Публика рассматривала его, переглядывалась, иные из ближних к царю что-то выкрикивали в его честь, а дамы бросали цветы-хризантемы ему под ноги и умиленно плакали от радости и счастья или от глупости, так что мужья то и дело бубнили за их плечами:
— Милая моя, это же — государь, чего ты разревелась?
Но слов этих никто не слышал и слышать не мог, так как соборный колокол и вся городская колокольная мелкота все еще гулом гудели, и звенели, и тенькали на весь город, как на святки, — суматошно, без остановки, и глушили все на свете.
И когда Александр Орлов, зажатый со всех сторон, как тисками, хотел было выйти из толпы и тоном приказа сказал громко: «Расступись!», его заметил царь, подошел к нему и спросил:
— Кто таков, капитан? Где были ранены и за что получили орден Святого Георгия-победоносца?
Наказный атаман Покотило ответил:
— Сын героя японской кампании, ваше величество, полковника Орлова. Награжден за пораженный из трехдюймового орудия дирижабль противника. Во второй армии служил, у Александра Васильевича Самсонова, упокой господь его душу.
Царь более внимательно посмотрел на Орлова и спросил:
— При каких обстоятельствах и где были ранены, капитан?
Александр Орлов ответил кратко, как было дело, и царь задумчиво произнес:
— Ранен… Убит… Переехан артиллерийским передком. Невероятно… — и сказал Покотило: — Василий Иванович, представьте капитана Орлова к ордену Святого Владимира с мечами…
— Слушаюсь, ваше…
— И поблагодарите полковника Орлова, что он воспитал такого сына.
— Слушаюсь, ваше величество, — молодо и бодро отвечал Покотило, а Орлов всего только и сказал:
— Благодарю, ваше величество, но, право…
Покотило едва не хватил удар, и он недовольно сказал:
— Капитан, когда повелевает государь, всем его верноподданным положено стоять «смирно» и коленопреклонно…

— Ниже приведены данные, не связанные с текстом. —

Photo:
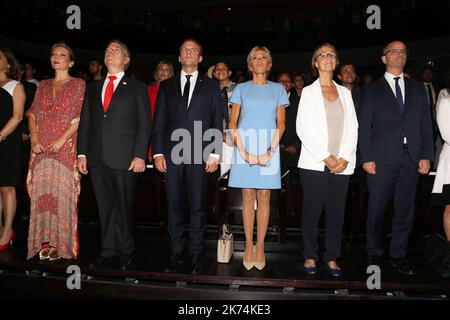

Александр Орлов четко произнес:
— Виноват, ваше величество и ваше превосходительство.
На него обратили внимание, так как царь еще пожимал ему руку и наконец спросил неожиданно:
— У вас нет ко мне просьб, капитан Орлов?
— Никак нет, ваше величество, но сказать вашему величеству надо…
— Говорите, — прервал его царь.
— Плохие генералы вас окружают, ваше величество, что и доказал печальный случай со второй армией генерала Самсонова. Не погибли бы они, пятнадцатый и тринадцатый корпуса, если бы генерал Клюев сражался, а не махал бы белым платочком врагу, если бы генералы Артамонов и Благовещенский не отступали без нужды и пользы по тридцать верст в один день, наконец, если бы генерал Ренненкампф исполнил бы свой воинский долг перед товарищем по оружию… Они погубят и армию, и вас, и святую родину нашу — Россию…
Если бы над наказным атаманом, над толпой, над всем Новочеркасском разорвались все гранаты, какими располагало войско Донское, — Покотило Василий Иванович был бы просто удивлен. Но сейчас он был потрясен и готов был… Нет, не только наказать Александра Орлова, этого мальчишку с необсохшим материнским молоком на губах, а готов был дать ему по этим губам наотмашь, чтоб до пятого колена помнил, как надлежит вести себя в присутствии монарха и как разговаривать с ним, если он соблаговолил всемилостиво оказать тебе честь.
Но успел всего лишь насупить седые брови, как царь сказал:
— Благодарю вас, капитан, за откровенные и честные слова.